28 September 2011
The Australian Council of Social Service today welcomed the establishment of an expert panel to advise the Federal Government on improving Australia’s troubled social housing system as more than 173,000 households remain on waiting lists around the country.
“Hopefully this will be the impetus for a leap forward on how best to provide housing assistance for the most disadvantaged people in Australia, said ACOSS CEO, Dr Cassandra Goldie.
“It is simply unacceptable that so many people are currently going without access to basic affordable housing in our rich country, and ACOSS has been arguing for coordinated action across all levels of Governments.
“We are particularly pleased to see three members of the National Affordable Housing Summit Group, of which ACOSS is a member, on the panel. Professor Julian Disney, Chair of The Summit Group; Adrian Pisarski, from National Shelter; and Carol Croce from the Community Housing Federation of Australia, have a wealth of knowledge and accumulated experience in this field.
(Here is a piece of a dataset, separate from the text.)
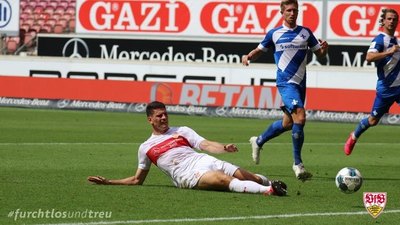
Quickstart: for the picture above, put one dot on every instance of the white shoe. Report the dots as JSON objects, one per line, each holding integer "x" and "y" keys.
{"x": 255, "y": 150}
{"x": 301, "y": 173}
“We congratulate the Government for bringing such a diverse collective of experts together, spanning the community housing sector, private financial institutions, and tenants’ organisations.
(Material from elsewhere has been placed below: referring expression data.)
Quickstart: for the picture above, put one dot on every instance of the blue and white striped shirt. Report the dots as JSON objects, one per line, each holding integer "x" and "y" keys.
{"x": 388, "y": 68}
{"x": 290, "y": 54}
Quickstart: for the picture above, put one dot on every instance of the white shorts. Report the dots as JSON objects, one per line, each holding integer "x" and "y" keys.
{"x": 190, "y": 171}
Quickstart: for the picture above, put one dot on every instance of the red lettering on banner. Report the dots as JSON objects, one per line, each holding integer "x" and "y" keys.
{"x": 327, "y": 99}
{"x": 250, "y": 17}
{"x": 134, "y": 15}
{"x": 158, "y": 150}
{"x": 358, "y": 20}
“What’s also needed is for serious action to minimize inefficient investments encouraged under Australia’s tax system, which is contributing to our stratospheric housing costs and leading to more people seeking public housing.
“The tax system encourages people to borrow and invest too much in property, especially at the top end of the market. The low rate of tax on capital gains and the ability of taxpayers to deduct their investment losses against their wages were rightly targeted by the Henry Report. Reforms in these areas could be linked to well-targeted incentives to invest in new affordable housing. These are some of the proposals ACOSS will take to next week’s National Tax Forum.
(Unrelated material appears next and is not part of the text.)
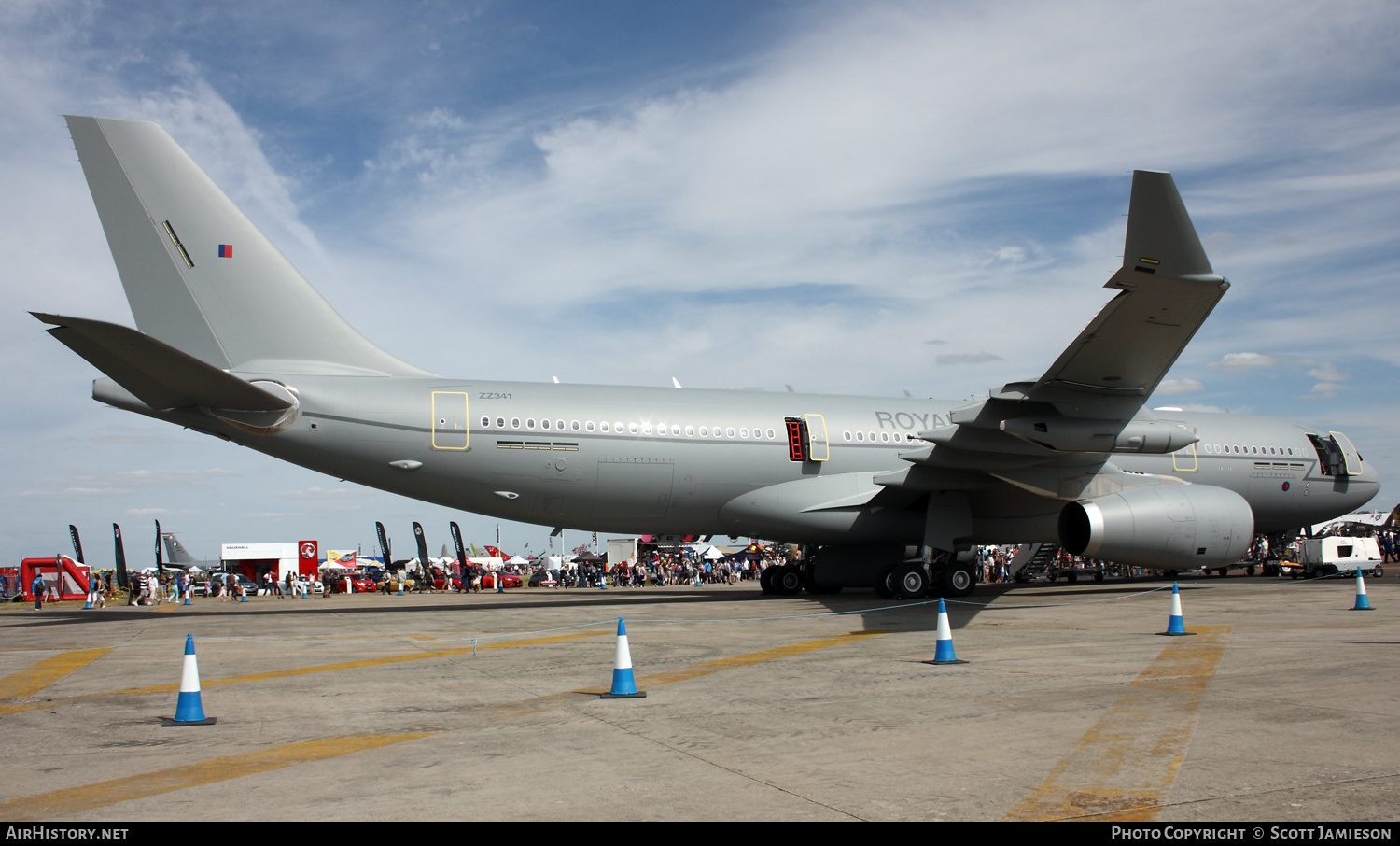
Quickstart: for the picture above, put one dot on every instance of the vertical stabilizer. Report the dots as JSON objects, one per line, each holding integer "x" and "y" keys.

“We need to find innovative ways to boost the supply of social housing for people in need if we are to prevent more people becoming homeless, and to have any chance of meeting the shortfall of around 150,000 social housing homes by 2020.
“For far too long the social housing system has been inadequate and we urge state governments of all political persuasion to work together with the Commonwealth on this crucial reform,” Dr Goldie said.